The trading floor in London is quieter than most people would think at 2:17 a.m. A few workstations are still lit, with blue and green screens that display currency pairs that are slightly rising or falling. The EUR/USD fluctuates continuously, attracting attention as usual. The most traded currency pair in the world is still this one. However, it seems that the true threat isn’t where everyone is looking these days.

It’s common for forex traders to become fixated on well-known tales. For a long time, the euro versus the dollar has been the main event, attracting a lot of attention and conjecture. However, projections for 2026 indicate that the EUR/USD exchange rate may move sideways, trapped in a range influenced by comparable economic developments in the US and Europe. Ironically, stability can increase the vulnerability of markets in other places.

CategoryDetails
MarketGlobal Foreign Exchange (Forex)
Daily VolumeOver $7.5 trillion
Key Surprise CandidateJapanese Yen
Central BankBank of Japan
Major Pair in FocusEUR/USD
Hidden RiskCarry Trade Unwinding
Key DriverInterest rate divergence
Related EconomyJapan
Market ParticipantsHedge funds, central banks, institutions
Referencehttps://www.forex.com

Because shocks rarely originate in areas where large crowds are present.

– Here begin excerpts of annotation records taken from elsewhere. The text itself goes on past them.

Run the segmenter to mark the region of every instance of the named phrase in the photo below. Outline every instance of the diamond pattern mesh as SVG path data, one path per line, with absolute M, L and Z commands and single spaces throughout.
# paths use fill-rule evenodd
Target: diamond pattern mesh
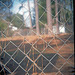
M 73 26 L 73 0 L 0 0 L 0 75 L 73 75 Z

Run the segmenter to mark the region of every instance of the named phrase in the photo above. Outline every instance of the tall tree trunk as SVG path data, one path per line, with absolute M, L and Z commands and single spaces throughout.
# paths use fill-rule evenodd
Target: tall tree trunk
M 51 34 L 53 32 L 52 16 L 51 16 L 51 0 L 46 0 L 46 8 L 47 8 L 47 24 L 49 26 L 48 34 Z
M 30 18 L 30 29 L 32 30 L 32 20 L 31 20 L 31 11 L 30 11 L 29 0 L 28 0 L 28 9 L 29 9 L 29 18 Z
M 56 33 L 59 33 L 59 25 L 58 25 L 58 5 L 57 5 L 57 0 L 55 0 L 55 11 L 56 11 Z
M 39 13 L 38 13 L 38 4 L 37 4 L 37 0 L 34 0 L 35 2 L 35 13 L 36 13 L 36 32 L 39 35 Z

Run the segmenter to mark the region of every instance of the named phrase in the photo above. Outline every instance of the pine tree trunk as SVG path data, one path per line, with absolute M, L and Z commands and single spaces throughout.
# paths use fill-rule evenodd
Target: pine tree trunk
M 37 0 L 34 0 L 35 1 L 35 13 L 36 13 L 36 32 L 37 32 L 37 35 L 40 34 L 39 32 L 39 13 L 38 13 L 38 4 L 37 4 Z
M 30 12 L 29 0 L 28 0 L 28 9 L 29 9 L 29 18 L 30 18 L 30 29 L 32 30 L 32 20 L 31 20 L 31 12 Z
M 55 10 L 56 10 L 56 33 L 59 34 L 59 25 L 58 25 L 58 5 L 57 0 L 55 0 Z
M 46 8 L 47 8 L 47 24 L 48 24 L 48 34 L 53 32 L 52 28 L 52 16 L 51 16 L 51 0 L 46 0 Z

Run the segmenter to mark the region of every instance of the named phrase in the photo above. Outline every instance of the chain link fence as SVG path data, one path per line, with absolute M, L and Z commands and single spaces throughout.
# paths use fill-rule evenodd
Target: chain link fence
M 73 75 L 73 0 L 0 1 L 0 75 Z

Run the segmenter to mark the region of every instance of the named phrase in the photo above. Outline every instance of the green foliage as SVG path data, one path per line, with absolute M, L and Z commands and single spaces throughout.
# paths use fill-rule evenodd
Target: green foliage
M 4 29 L 6 29 L 7 26 L 8 25 L 2 19 L 0 19 L 0 31 L 3 31 Z

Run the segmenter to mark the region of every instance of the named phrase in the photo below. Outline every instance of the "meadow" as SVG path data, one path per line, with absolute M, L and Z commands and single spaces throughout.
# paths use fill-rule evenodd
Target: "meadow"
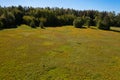
M 0 80 L 120 80 L 120 33 L 73 26 L 1 30 Z

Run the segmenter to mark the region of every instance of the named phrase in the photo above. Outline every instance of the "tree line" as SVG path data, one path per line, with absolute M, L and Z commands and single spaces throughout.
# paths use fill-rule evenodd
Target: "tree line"
M 79 28 L 85 25 L 109 30 L 110 26 L 120 26 L 120 13 L 57 7 L 0 6 L 0 29 L 17 28 L 21 24 L 29 25 L 32 28 L 63 25 L 74 25 Z

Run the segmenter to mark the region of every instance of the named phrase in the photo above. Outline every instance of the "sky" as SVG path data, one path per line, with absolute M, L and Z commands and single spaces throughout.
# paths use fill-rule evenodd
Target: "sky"
M 120 12 L 120 0 L 0 0 L 1 6 L 63 7 Z

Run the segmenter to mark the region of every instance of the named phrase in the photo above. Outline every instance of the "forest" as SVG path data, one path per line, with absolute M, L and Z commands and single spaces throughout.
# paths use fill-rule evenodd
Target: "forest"
M 109 30 L 111 26 L 120 26 L 120 13 L 58 7 L 34 8 L 20 5 L 0 7 L 0 29 L 17 28 L 21 24 L 32 28 L 74 25 L 78 28 L 97 26 L 99 29 Z

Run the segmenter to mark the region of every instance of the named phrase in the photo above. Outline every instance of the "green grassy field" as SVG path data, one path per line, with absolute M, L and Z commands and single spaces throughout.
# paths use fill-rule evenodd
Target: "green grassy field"
M 120 80 L 120 33 L 73 26 L 1 30 L 0 80 Z

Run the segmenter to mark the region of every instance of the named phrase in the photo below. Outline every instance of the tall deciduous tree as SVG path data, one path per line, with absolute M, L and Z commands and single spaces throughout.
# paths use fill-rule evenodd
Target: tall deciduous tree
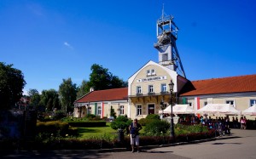
M 38 105 L 40 102 L 40 94 L 37 89 L 29 89 L 30 105 Z
M 72 82 L 71 78 L 63 79 L 59 87 L 59 94 L 62 105 L 62 111 L 66 112 L 73 111 L 73 102 L 77 97 L 77 86 Z
M 21 71 L 0 62 L 0 109 L 10 109 L 22 97 L 26 85 Z
M 60 109 L 59 94 L 55 89 L 43 90 L 41 94 L 40 105 L 44 105 L 47 111 Z
M 127 82 L 116 76 L 113 76 L 108 69 L 103 68 L 102 65 L 94 64 L 90 70 L 92 72 L 90 74 L 87 92 L 89 92 L 90 88 L 94 88 L 95 90 L 103 90 L 127 87 Z

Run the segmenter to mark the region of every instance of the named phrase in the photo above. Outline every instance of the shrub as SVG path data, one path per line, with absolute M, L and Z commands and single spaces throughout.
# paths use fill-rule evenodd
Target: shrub
M 60 120 L 63 117 L 66 117 L 66 113 L 63 111 L 57 111 L 53 116 L 53 120 Z
M 43 133 L 45 135 L 65 136 L 68 134 L 69 125 L 67 122 L 37 122 L 37 133 Z
M 144 133 L 148 136 L 164 135 L 169 128 L 170 124 L 166 121 L 152 120 L 145 126 Z
M 72 127 L 106 127 L 105 121 L 78 121 L 69 122 L 68 124 Z
M 132 121 L 129 120 L 126 116 L 119 116 L 113 122 L 111 122 L 110 127 L 114 130 L 118 128 L 126 129 L 131 122 Z

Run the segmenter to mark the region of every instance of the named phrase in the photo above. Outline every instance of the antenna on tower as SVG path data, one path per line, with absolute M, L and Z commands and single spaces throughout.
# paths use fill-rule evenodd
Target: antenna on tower
M 154 47 L 159 51 L 159 64 L 186 77 L 176 46 L 178 28 L 173 21 L 173 16 L 166 15 L 164 9 L 163 3 L 161 17 L 157 20 L 157 43 L 154 43 Z
M 163 9 L 162 9 L 162 20 L 164 20 L 165 16 L 165 3 L 163 3 Z

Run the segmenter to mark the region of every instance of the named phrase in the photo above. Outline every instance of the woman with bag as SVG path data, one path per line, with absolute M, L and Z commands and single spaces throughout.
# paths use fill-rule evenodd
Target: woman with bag
M 134 145 L 137 146 L 137 152 L 140 152 L 139 150 L 139 131 L 143 129 L 141 124 L 137 123 L 137 119 L 134 119 L 133 122 L 130 125 L 130 136 L 131 136 L 131 152 L 134 152 Z

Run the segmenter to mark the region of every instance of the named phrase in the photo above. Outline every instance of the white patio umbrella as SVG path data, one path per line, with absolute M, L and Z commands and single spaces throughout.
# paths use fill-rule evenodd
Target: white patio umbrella
M 159 111 L 159 114 L 162 113 L 171 113 L 171 105 L 163 111 Z M 195 111 L 189 105 L 175 105 L 172 107 L 172 114 L 195 114 Z
M 241 111 L 242 115 L 250 115 L 250 116 L 256 116 L 256 105 L 254 104 L 253 106 L 244 110 Z
M 230 104 L 208 104 L 206 106 L 196 111 L 197 113 L 204 114 L 225 114 L 239 115 L 240 111 L 236 110 Z

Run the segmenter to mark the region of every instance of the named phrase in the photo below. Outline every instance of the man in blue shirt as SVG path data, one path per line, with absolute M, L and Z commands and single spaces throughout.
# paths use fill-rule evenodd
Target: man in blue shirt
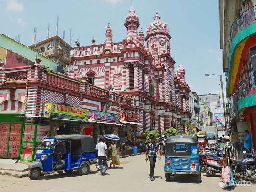
M 248 130 L 245 130 L 245 140 L 244 143 L 244 150 L 247 151 L 246 149 L 249 149 L 251 152 L 251 135 L 249 134 Z M 248 151 L 249 152 L 249 151 Z
M 158 139 L 159 149 L 160 152 L 160 154 L 162 154 L 163 150 L 164 149 L 164 145 L 163 144 L 163 142 L 164 141 L 164 139 L 162 138 L 162 135 L 159 135 L 159 139 Z

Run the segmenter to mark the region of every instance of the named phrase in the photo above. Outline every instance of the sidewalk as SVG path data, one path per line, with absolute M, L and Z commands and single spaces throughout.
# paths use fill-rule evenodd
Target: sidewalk
M 0 159 L 0 174 L 8 175 L 21 178 L 28 176 L 28 165 L 17 162 L 16 160 Z
M 145 152 L 121 156 L 120 158 L 138 155 L 143 153 Z M 108 160 L 110 159 L 109 159 Z M 8 175 L 19 178 L 27 177 L 30 170 L 28 165 L 31 162 L 20 161 L 17 162 L 17 160 L 0 159 L 0 175 Z

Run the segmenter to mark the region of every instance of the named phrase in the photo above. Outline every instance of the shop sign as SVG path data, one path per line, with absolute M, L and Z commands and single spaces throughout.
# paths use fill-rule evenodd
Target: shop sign
M 89 118 L 90 119 L 115 121 L 116 122 L 119 122 L 120 121 L 120 116 L 119 115 L 98 111 L 90 111 Z
M 45 109 L 43 114 L 48 116 L 57 114 L 62 116 L 75 116 L 88 119 L 89 110 L 76 108 L 54 103 L 45 104 Z
M 121 112 L 120 119 L 126 121 L 137 122 L 138 121 L 138 114 L 137 113 Z

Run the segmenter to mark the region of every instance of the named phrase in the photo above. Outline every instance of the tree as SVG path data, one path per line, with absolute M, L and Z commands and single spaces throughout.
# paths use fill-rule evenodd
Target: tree
M 150 142 L 150 137 L 151 136 L 155 137 L 155 138 L 156 139 L 159 135 L 159 132 L 158 130 L 157 129 L 154 129 L 153 130 L 149 131 L 148 130 L 145 131 L 143 133 L 143 135 L 145 137 L 145 142 L 144 143 L 144 145 L 146 145 Z
M 162 134 L 166 137 L 178 135 L 178 132 L 175 128 L 171 127 L 170 129 L 166 129 L 162 132 Z

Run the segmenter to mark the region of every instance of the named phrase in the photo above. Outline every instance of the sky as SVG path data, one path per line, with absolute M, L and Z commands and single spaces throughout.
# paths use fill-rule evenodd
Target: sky
M 169 28 L 172 37 L 171 56 L 186 69 L 185 79 L 192 91 L 197 94 L 220 93 L 219 77 L 206 76 L 206 72 L 222 75 L 225 95 L 226 77 L 222 73 L 222 50 L 220 49 L 217 0 L 133 0 L 132 5 L 146 36 L 146 30 L 156 10 Z M 34 28 L 37 39 L 46 38 L 48 21 L 50 36 L 55 34 L 57 15 L 59 17 L 59 35 L 65 31 L 68 42 L 72 28 L 72 44 L 77 39 L 81 46 L 105 40 L 107 23 L 114 42 L 126 37 L 124 19 L 131 0 L 0 0 L 0 33 L 14 39 L 20 35 L 21 43 L 32 43 Z

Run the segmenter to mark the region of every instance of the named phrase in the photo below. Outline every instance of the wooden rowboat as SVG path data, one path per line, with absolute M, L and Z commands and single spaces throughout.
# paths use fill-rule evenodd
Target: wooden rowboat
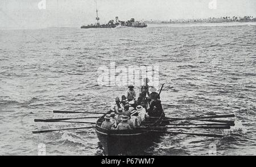
M 106 113 L 108 114 L 108 113 Z M 161 133 L 145 131 L 137 128 L 129 130 L 107 130 L 101 127 L 106 114 L 96 122 L 96 131 L 98 138 L 108 155 L 136 154 L 152 145 Z M 150 123 L 154 127 L 164 123 L 163 111 L 158 118 L 150 119 Z

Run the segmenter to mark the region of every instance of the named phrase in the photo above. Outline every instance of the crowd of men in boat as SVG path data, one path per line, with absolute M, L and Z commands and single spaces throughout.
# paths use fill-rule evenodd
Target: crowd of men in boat
M 115 102 L 110 108 L 110 114 L 104 117 L 102 128 L 117 130 L 134 129 L 145 119 L 160 116 L 163 108 L 159 94 L 154 87 L 150 89 L 150 94 L 147 81 L 141 87 L 138 98 L 133 85 L 128 86 L 126 95 L 123 95 L 121 100 L 119 97 L 115 98 Z

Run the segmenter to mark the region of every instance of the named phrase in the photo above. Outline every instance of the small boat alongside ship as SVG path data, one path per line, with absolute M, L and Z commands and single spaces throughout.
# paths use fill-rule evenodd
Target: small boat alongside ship
M 160 94 L 163 89 L 163 84 L 162 85 L 159 94 L 153 92 L 155 93 L 156 97 L 160 98 Z M 151 93 L 150 96 L 153 93 Z M 152 96 L 151 97 L 154 97 Z M 64 130 L 94 129 L 97 136 L 101 144 L 100 145 L 103 148 L 105 155 L 140 155 L 140 152 L 143 152 L 147 148 L 153 145 L 153 144 L 155 143 L 155 142 L 157 143 L 160 139 L 160 136 L 163 134 L 186 134 L 192 136 L 224 137 L 224 136 L 221 134 L 209 133 L 197 133 L 187 132 L 187 131 L 184 131 L 184 130 L 192 128 L 224 130 L 230 129 L 230 126 L 235 126 L 234 120 L 213 119 L 215 118 L 234 118 L 235 117 L 234 114 L 222 115 L 214 115 L 210 116 L 207 115 L 185 118 L 170 118 L 165 116 L 163 109 L 156 110 L 158 108 L 155 108 L 155 110 L 154 109 L 153 110 L 151 110 L 150 108 L 152 106 L 150 105 L 149 108 L 147 108 L 147 105 L 145 106 L 145 109 L 146 111 L 147 110 L 148 116 L 146 119 L 145 118 L 145 120 L 140 124 L 137 127 L 134 127 L 134 128 L 132 129 L 119 130 L 118 128 L 109 129 L 102 128 L 102 124 L 106 119 L 106 115 L 109 115 L 111 112 L 113 112 L 111 110 L 106 112 L 53 110 L 53 113 L 85 114 L 86 114 L 86 115 L 88 114 L 101 114 L 101 116 L 61 118 L 47 119 L 36 119 L 34 120 L 35 122 L 62 122 L 76 124 L 93 124 L 93 126 L 75 128 L 69 127 L 57 130 L 40 130 L 32 131 L 32 133 L 41 133 Z M 152 111 L 153 112 L 152 112 Z M 69 120 L 71 119 L 90 119 L 92 118 L 97 119 L 96 123 L 95 122 L 69 121 Z M 183 121 L 183 122 L 180 122 L 180 121 Z M 184 123 L 184 121 L 185 121 L 185 123 Z M 193 121 L 196 121 L 196 122 L 193 122 Z M 177 122 L 175 123 L 176 122 Z M 200 123 L 197 123 L 199 122 Z M 205 122 L 212 123 L 204 123 Z M 213 123 L 212 122 L 213 122 Z M 178 131 L 168 131 L 168 129 L 176 129 L 178 130 Z
M 145 130 L 144 127 L 148 126 L 144 126 L 143 123 L 133 130 L 107 130 L 101 127 L 106 114 L 97 121 L 96 131 L 105 153 L 108 155 L 122 155 L 124 153 L 137 152 L 139 149 L 144 150 L 163 134 L 162 132 L 156 132 L 152 130 L 156 129 L 159 131 L 162 124 L 166 123 L 164 112 L 162 111 L 159 117 L 152 118 L 147 122 L 147 124 L 154 127 L 150 130 Z M 160 130 L 166 130 L 164 128 Z

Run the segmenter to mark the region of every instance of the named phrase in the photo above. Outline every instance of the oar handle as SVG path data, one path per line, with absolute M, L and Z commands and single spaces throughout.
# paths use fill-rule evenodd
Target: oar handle
M 32 131 L 32 133 L 47 133 L 54 131 L 64 131 L 64 130 L 80 130 L 80 129 L 89 129 L 95 128 L 95 127 L 79 127 L 79 128 L 66 128 L 66 129 L 60 129 L 60 130 L 42 130 L 38 131 Z
M 104 114 L 104 112 L 80 112 L 80 111 L 59 111 L 53 110 L 53 113 L 61 113 L 61 114 Z

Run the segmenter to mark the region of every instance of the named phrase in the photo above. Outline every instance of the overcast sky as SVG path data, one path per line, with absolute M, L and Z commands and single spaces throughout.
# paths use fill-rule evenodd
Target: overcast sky
M 46 9 L 40 10 L 41 1 L 0 0 L 0 28 L 80 27 L 96 22 L 94 0 L 43 0 Z M 216 9 L 210 9 L 209 3 L 214 1 Z M 256 17 L 256 0 L 97 0 L 97 3 L 101 23 L 115 16 L 122 20 Z

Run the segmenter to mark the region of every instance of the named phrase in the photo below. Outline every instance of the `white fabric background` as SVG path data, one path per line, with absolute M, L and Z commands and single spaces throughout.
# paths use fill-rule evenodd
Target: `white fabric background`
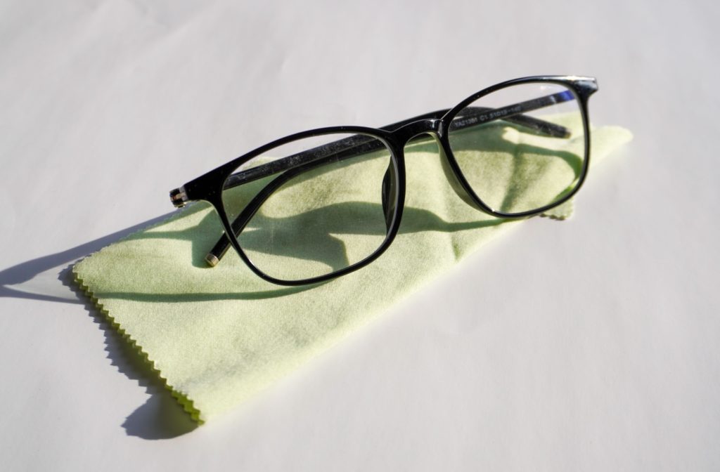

The Japanese Yen, a currency that quietly and almost predictably declined in value over the years, is gaining more and more attention. Monetary policy has started to change in Tokyo’s Marunouchi neighborhood, where salarymen still bustle past the Bank of Japan’s headquarters. Once frozen at zero, interest rates are now increasing. Slowly. However, enough to alter presumptions. It sounds like a subtle change. It isn’t.

For decades, traders sought greater returns in emerging markets, dollars, or euros by borrowing yen at low interest rates and investing the money elsewhere. The carry trade is the name given to this. It swelled into something gigantic at its height. Over a trillion dollars, according to some estimates, depended on the yen remaining weak.

That assumption now appears to be brittle. Traders believe that if this unwind picks up speed, it may cause abrupt currency swings that are much greater than anything the EUR/USD can produce. Some hedge funds have started to reposition, subtly lowering exposure, after observing the yen’s slight strengthening in recent months.

Uncomfortable reminders of what happens when carry trades fail are provided by history. The yen sharply increased in value in 2008 as international investors hurried to liquidate their holdings. It wasn’t a slow transition. It was aggressive. Such occurrences are not forgotten by markets. However, they do not account for the speed at which they can return.

In the meantime, currencies that are tied to commodities, such as the Australian dollar, are also becoming more popular. Australia’s economic outlook has improved due to rising iron ore and gold prices, which has also caused its currency to appreciate. Commodity booms, however, can suddenly turn around. And currencies frequently follow sooner than anyone anticipates when they do.

However, there is another type of tension associated with the yen. due to the fact that interest rates are involved.

Currency flows are driven by variations in interest rates among nations. Money naturally moved out of the yen when U.S. rates were higher and Japan’s rates were close to zero. However, the reasoning is reversed if that gap closes. Money returns home. Quickly.

How quickly Japan will raise rates is still unknown. Low inflation has long been a problem for the nation’s economy. Excessive speed could harm development. Inflation could rise if we move too slowly. There are repercussions for either route. Consequences are what currency markets thrive on.

Forex desks in Singapore and Hong Kong are busy late into the night as traders watch central bank speeches, bond auctions, and yield spreads. There are some hardly perceptible movements. However, even the slightest changes in expectations have the potential to ripple through trillions of dollars.

That is the forex paradox. Often, the biggest risks start as small changes.

Investors appear to think that if the Fed lowers interest rates later this year, the dollar itself might depreciate. The yen, the Norwegian krone, and even emerging-market currencies like the Indian rupee might all gain strength in such a scenario. However, belief is not proof. Changes in expectations can cause markets to violently reverse.

There was a strange silence recently as I stood behind a currency trader’s desk and watched price charts move across the screen. Don’t panic. No rush. Simply quiet assurance. It was a familiar calm.

Because just before a market surprises everyone, it usually appears the safest.

Headlines will continue to be dominated by the dollar and the euro. They always do. However, the next major shock might start in a less visible place—possibly in Tokyo, in a little-known area of the currency market, or in a position that is too crowded to unwind easily. Additionally, it most likely won’t make an announcement beforehand when it occurs.